Cascade was a no-code data logic and analysis tool, allowing business analysts and other non-technical teams to translate raw data into clear insights. Analysts could build analysis workflows pulling tables from databases, apps or flat files and producing insights and visualizations they could share with others. Each workflow is repeatable, so when any underlying data changes, the results can automatically update.
In its heyday, Cascade was used by a scooter company to manage repair and dispatcher data, by a contracting firm to analyze customer and billing data, and by HR firms to analyze and translate employee census files. We knew that each use case would be unique and specific to the business encountering it, but that they all boiled down to business teams needing to automate data logic.
The app split into two sections, a Workflow Canvas and a Data App Interface. The first and primary section was a no-code free-form canvas, allowing analysts to assemble data logic in the way that they need. Workflows are made out of a set of 40+ tools, with each tool transforming data in some way. Tools included importing tables, joining, calculating or aggregating datasets, or visualizing results.
One of the primary tools in our arsenal was what we called Edit Columns, which contained a complete library of Excel-like formulas to run analysis and create calculations. That library allowed teams with only Excel knowledge to create repeatable, automated workflows that could handle the large datasets common in today’s enterprises.
Once a workflow is built, tables can be visualized and presented on the second major section of the app, the Data App Builder. This is where analysts can arrange inputs, tables and charts to create interactive mini-applications that can be shared with others.
We found that in many cases, Cascade replaced Excel or an unautomated, spreadsheet-based solution. While spreadsheets enjoy near-universal adoption, many companies pay a silent tax as their employees repeat the same operations again and again to get updated results. Cascade eliminated that repetition. In many other cases, alternatives included older automation platforms like Alteryx or custom-built solutions in code. In these cases, we found that business teams valued the ability to manage data logic themselves or migrate to a more collaborative, modern platform.

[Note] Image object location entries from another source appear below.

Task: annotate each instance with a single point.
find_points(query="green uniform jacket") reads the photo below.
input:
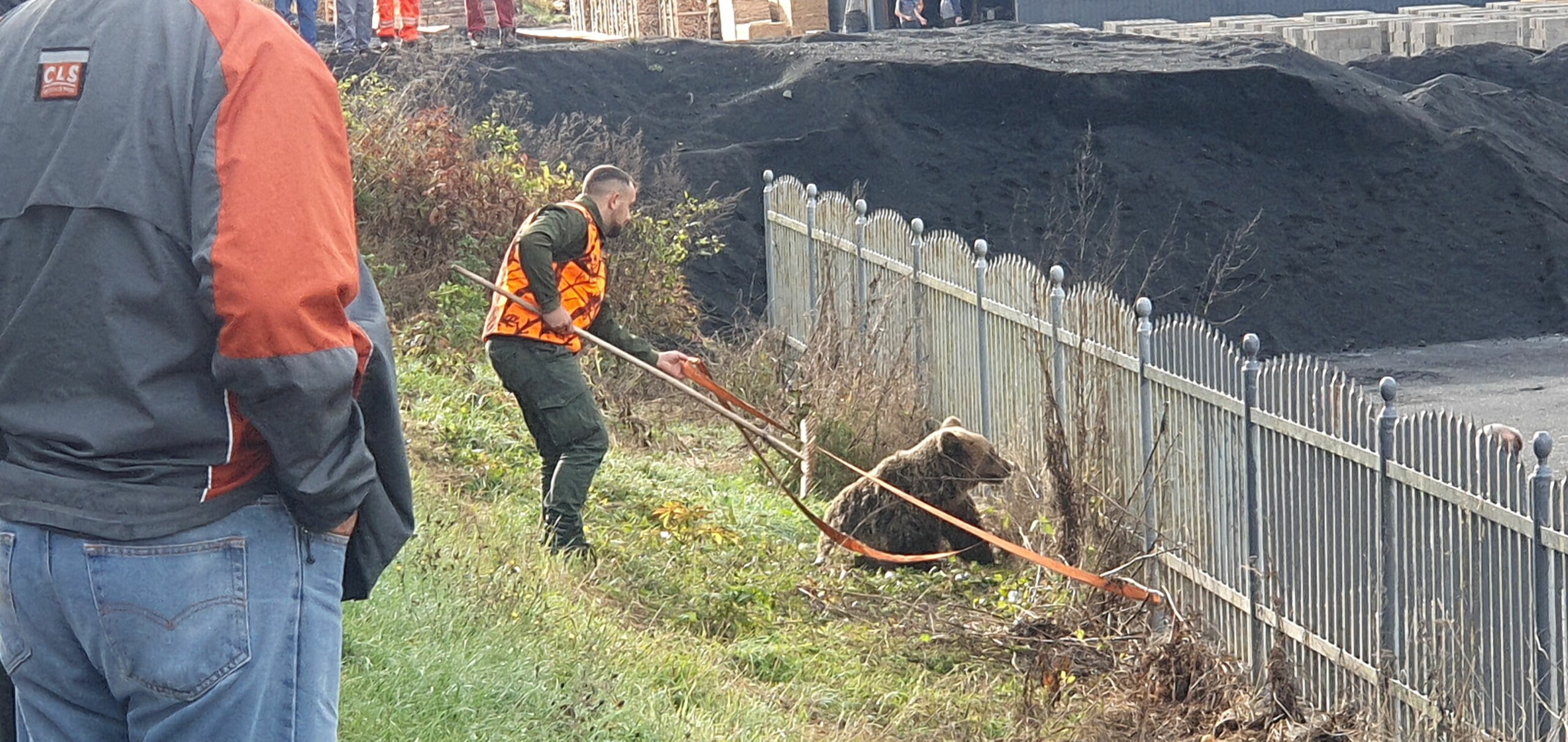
(559, 236)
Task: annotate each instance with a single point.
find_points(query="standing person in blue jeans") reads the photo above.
(186, 469)
(304, 21)
(910, 13)
(356, 26)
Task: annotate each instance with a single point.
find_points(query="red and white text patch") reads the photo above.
(62, 74)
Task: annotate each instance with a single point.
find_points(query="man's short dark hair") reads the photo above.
(606, 180)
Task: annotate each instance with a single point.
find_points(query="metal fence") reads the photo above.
(1406, 564)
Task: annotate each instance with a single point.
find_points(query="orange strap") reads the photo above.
(696, 371)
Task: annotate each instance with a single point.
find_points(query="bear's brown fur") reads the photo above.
(943, 469)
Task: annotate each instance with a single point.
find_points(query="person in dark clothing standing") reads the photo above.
(201, 454)
(557, 261)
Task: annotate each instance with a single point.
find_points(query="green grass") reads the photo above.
(693, 631)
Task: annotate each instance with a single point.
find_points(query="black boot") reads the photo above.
(564, 534)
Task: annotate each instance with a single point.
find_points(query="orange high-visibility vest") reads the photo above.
(581, 283)
(391, 12)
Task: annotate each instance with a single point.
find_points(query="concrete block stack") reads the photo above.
(1459, 34)
(1344, 43)
(1547, 32)
(1136, 24)
(1355, 35)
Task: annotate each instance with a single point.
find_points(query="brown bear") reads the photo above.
(943, 469)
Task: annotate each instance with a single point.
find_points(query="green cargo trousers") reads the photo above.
(565, 421)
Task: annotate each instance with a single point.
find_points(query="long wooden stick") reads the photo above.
(1120, 586)
(623, 355)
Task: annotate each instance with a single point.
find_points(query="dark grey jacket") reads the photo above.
(178, 261)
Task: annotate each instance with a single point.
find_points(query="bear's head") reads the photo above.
(971, 455)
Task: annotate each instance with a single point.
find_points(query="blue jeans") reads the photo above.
(306, 16)
(228, 631)
(356, 24)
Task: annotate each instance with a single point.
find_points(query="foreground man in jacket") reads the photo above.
(184, 457)
(557, 261)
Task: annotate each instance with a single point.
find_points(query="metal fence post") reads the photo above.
(861, 287)
(985, 338)
(811, 255)
(1144, 309)
(769, 248)
(1545, 637)
(1152, 513)
(918, 292)
(1059, 355)
(1388, 612)
(1255, 559)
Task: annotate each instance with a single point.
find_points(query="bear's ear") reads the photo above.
(951, 444)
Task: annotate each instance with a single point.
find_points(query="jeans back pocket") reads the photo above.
(12, 647)
(175, 615)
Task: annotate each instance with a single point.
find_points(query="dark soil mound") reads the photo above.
(1545, 74)
(1392, 214)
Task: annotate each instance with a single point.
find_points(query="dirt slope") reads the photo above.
(1392, 212)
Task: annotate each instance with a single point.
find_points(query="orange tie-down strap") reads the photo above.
(696, 371)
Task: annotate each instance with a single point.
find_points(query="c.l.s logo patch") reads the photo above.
(62, 73)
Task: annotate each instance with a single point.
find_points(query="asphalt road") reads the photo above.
(1521, 383)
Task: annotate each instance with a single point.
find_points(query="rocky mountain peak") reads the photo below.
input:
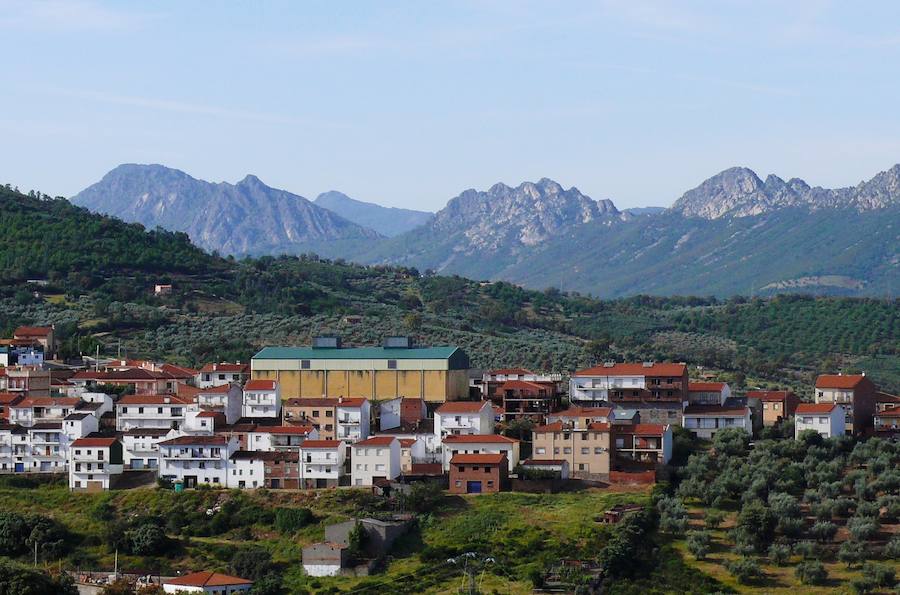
(739, 192)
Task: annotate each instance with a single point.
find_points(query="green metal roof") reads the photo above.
(356, 353)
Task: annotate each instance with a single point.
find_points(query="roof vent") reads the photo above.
(327, 342)
(397, 343)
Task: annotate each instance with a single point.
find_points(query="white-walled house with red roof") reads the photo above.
(262, 398)
(480, 444)
(375, 458)
(152, 411)
(352, 417)
(321, 463)
(463, 417)
(828, 419)
(196, 460)
(94, 463)
(222, 373)
(208, 583)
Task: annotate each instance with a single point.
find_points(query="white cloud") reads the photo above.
(67, 15)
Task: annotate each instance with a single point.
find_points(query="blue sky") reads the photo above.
(407, 104)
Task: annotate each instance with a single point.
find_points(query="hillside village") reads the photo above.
(383, 419)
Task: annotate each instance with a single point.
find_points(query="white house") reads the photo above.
(94, 463)
(151, 411)
(30, 411)
(480, 444)
(76, 425)
(708, 393)
(14, 447)
(262, 398)
(196, 460)
(412, 450)
(705, 420)
(463, 417)
(141, 447)
(223, 373)
(321, 463)
(270, 438)
(209, 583)
(352, 421)
(373, 458)
(828, 419)
(225, 398)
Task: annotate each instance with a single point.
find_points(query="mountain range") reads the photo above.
(733, 234)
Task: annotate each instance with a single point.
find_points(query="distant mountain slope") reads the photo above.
(481, 232)
(388, 221)
(245, 218)
(739, 192)
(834, 251)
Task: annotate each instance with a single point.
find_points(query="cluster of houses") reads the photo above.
(327, 415)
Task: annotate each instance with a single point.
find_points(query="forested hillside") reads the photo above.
(101, 272)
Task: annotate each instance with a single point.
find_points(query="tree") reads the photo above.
(811, 572)
(698, 544)
(745, 570)
(16, 579)
(148, 540)
(851, 552)
(780, 553)
(252, 563)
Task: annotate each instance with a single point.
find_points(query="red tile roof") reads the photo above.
(292, 430)
(522, 385)
(706, 387)
(207, 579)
(891, 412)
(201, 440)
(260, 385)
(322, 444)
(510, 371)
(461, 407)
(225, 367)
(715, 410)
(47, 402)
(479, 459)
(815, 408)
(98, 442)
(768, 395)
(655, 369)
(479, 439)
(32, 331)
(152, 400)
(376, 441)
(577, 411)
(839, 380)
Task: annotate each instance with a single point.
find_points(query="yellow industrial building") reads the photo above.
(326, 369)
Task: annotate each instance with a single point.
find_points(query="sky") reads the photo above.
(409, 103)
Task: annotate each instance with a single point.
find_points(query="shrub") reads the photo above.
(745, 570)
(780, 553)
(862, 529)
(880, 575)
(714, 518)
(698, 544)
(291, 520)
(851, 552)
(823, 531)
(811, 572)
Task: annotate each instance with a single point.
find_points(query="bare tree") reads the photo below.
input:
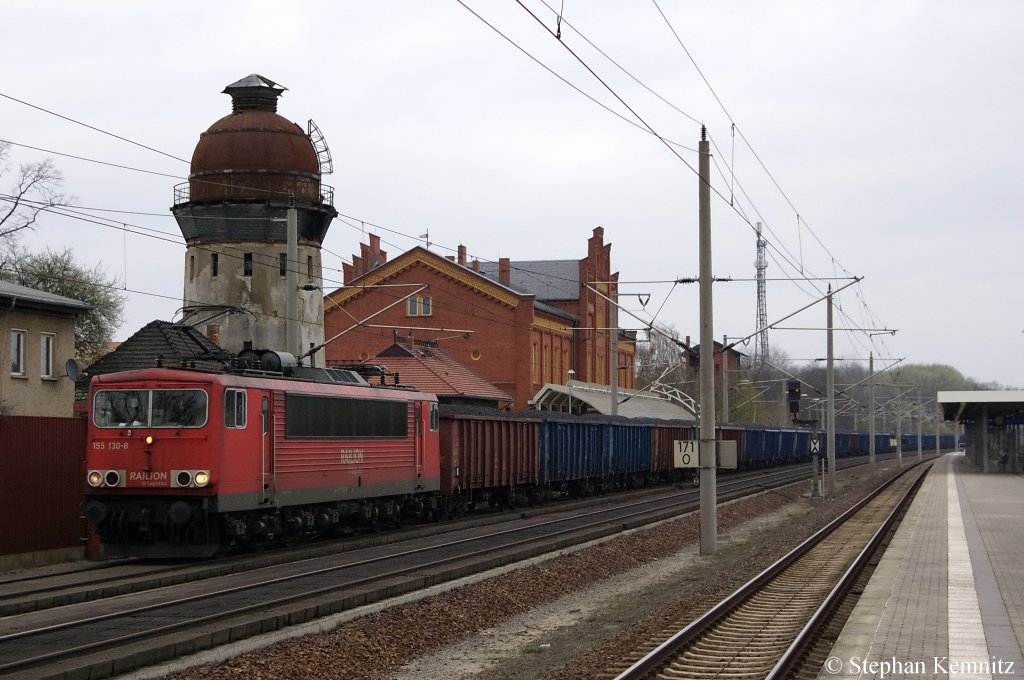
(56, 271)
(660, 358)
(36, 188)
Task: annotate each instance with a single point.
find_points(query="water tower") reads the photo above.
(247, 170)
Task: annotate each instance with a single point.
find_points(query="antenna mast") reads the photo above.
(762, 264)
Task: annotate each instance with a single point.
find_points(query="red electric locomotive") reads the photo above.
(183, 463)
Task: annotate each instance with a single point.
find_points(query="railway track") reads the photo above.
(25, 594)
(187, 614)
(767, 628)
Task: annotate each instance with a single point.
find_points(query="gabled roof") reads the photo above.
(440, 264)
(23, 295)
(433, 370)
(548, 280)
(172, 342)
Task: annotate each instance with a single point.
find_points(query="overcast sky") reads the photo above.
(891, 131)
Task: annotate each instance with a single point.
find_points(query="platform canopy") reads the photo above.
(588, 397)
(960, 406)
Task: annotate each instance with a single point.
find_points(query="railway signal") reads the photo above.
(793, 394)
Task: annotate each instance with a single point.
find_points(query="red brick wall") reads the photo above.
(498, 348)
(502, 345)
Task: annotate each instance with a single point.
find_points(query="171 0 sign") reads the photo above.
(686, 453)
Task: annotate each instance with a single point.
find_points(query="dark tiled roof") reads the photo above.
(173, 342)
(433, 370)
(548, 280)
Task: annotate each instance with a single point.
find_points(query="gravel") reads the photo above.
(569, 618)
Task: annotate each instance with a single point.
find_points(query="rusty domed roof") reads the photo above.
(254, 153)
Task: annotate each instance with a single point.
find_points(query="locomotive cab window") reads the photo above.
(150, 408)
(235, 409)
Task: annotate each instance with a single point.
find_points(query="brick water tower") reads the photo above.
(248, 169)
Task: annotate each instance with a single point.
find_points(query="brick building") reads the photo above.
(519, 325)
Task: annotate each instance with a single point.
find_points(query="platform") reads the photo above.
(947, 598)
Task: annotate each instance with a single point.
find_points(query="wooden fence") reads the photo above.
(42, 473)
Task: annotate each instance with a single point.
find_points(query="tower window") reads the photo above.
(419, 305)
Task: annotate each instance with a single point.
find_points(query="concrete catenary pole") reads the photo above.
(292, 284)
(921, 419)
(709, 493)
(899, 435)
(613, 350)
(870, 412)
(830, 404)
(725, 380)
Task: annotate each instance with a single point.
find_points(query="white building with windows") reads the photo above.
(38, 329)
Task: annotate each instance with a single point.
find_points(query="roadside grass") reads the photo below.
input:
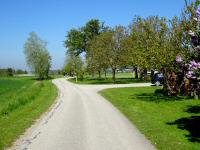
(121, 78)
(107, 81)
(22, 101)
(169, 123)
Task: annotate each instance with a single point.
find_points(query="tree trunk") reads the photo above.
(99, 72)
(105, 73)
(113, 73)
(133, 68)
(136, 72)
(196, 96)
(152, 74)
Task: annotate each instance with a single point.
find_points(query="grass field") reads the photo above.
(22, 100)
(169, 123)
(121, 78)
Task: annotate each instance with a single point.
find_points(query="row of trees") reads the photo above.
(148, 43)
(151, 43)
(11, 72)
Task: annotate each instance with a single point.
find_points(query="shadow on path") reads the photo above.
(191, 124)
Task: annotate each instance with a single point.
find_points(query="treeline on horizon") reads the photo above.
(8, 72)
(151, 43)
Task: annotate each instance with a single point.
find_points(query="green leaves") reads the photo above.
(37, 56)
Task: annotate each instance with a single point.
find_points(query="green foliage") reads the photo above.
(168, 122)
(78, 39)
(37, 56)
(74, 66)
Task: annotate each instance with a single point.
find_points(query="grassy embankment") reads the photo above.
(169, 123)
(121, 78)
(22, 100)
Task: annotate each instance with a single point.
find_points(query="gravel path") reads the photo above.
(83, 120)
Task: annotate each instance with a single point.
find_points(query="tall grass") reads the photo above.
(22, 100)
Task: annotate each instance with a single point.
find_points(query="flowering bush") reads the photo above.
(191, 66)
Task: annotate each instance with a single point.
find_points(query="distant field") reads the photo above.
(22, 100)
(121, 78)
(170, 123)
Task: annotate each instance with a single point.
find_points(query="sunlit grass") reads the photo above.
(22, 100)
(169, 123)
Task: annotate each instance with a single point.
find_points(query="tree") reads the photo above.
(74, 66)
(78, 40)
(37, 56)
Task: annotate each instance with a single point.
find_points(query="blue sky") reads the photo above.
(51, 19)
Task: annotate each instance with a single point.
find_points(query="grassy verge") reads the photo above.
(22, 100)
(107, 81)
(170, 123)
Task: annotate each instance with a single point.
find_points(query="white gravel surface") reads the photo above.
(81, 119)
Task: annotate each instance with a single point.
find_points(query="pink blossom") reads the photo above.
(179, 59)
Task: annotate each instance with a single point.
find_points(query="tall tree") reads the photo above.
(78, 40)
(37, 56)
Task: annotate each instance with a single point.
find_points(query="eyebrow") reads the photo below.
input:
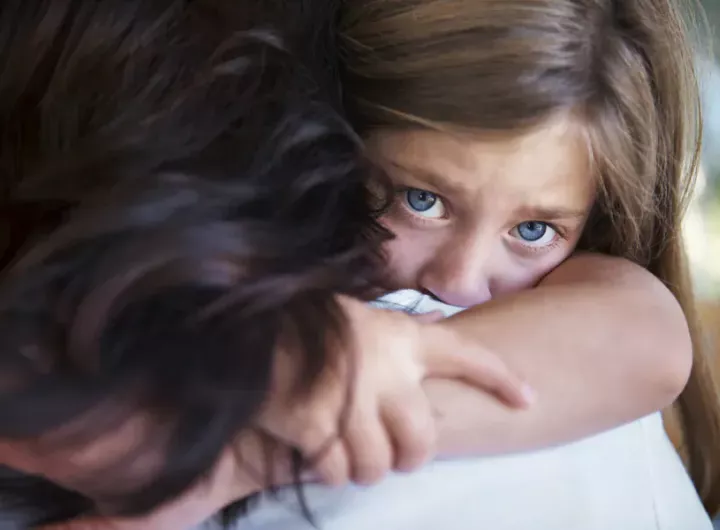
(428, 177)
(548, 213)
(533, 212)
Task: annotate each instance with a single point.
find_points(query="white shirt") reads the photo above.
(629, 478)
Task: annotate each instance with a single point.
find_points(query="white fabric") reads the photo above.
(629, 478)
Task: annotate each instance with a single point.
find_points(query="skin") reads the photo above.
(468, 248)
(503, 213)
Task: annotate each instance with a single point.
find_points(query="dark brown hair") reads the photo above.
(177, 189)
(624, 67)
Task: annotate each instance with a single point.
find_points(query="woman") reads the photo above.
(445, 93)
(581, 299)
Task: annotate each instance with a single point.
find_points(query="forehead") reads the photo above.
(546, 167)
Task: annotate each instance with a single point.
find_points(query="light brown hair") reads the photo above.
(625, 66)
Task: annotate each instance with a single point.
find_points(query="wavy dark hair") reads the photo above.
(178, 187)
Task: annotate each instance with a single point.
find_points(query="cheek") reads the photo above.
(406, 255)
(527, 274)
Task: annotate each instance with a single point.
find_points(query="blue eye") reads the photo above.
(424, 203)
(534, 233)
(532, 230)
(420, 200)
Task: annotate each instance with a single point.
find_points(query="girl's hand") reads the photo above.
(368, 414)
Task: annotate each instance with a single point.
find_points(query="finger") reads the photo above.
(332, 465)
(429, 318)
(369, 447)
(485, 371)
(411, 426)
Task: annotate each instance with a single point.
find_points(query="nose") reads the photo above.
(459, 275)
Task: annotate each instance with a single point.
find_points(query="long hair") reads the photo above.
(625, 67)
(178, 189)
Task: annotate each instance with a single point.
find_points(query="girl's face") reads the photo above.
(476, 218)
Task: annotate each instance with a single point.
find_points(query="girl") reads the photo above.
(515, 133)
(643, 376)
(178, 195)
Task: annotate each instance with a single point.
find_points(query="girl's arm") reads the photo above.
(601, 341)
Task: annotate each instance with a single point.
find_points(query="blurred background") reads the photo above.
(703, 221)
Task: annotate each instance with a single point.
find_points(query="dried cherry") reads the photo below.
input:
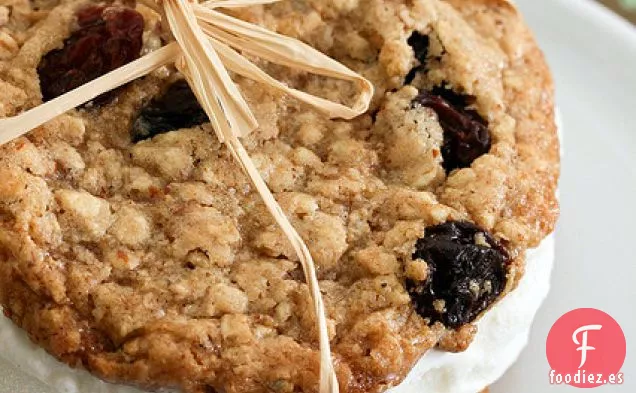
(467, 273)
(106, 39)
(466, 135)
(420, 44)
(176, 108)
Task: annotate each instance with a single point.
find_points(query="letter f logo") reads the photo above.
(583, 344)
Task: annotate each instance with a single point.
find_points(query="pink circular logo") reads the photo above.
(586, 348)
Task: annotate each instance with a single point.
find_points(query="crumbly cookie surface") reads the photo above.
(153, 262)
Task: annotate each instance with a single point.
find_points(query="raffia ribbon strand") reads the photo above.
(206, 44)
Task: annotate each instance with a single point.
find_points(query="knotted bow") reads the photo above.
(204, 50)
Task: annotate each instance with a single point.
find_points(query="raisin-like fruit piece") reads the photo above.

All in all, we were delighted to see the amount of engagement that occurred when analysts committed to the platform. In some cases, we became an IDE of sorts for analysts, with some spending most of their working weeks inside the app. The general-purpose nature of Cascade allowed our customers to use it for any data task that came their way, but it also raised the bar for what the product needed to handle and how well it could be sold. We were progressing quickly enough to build a good business, but not quickly enough to justify venture backing or our time as founders.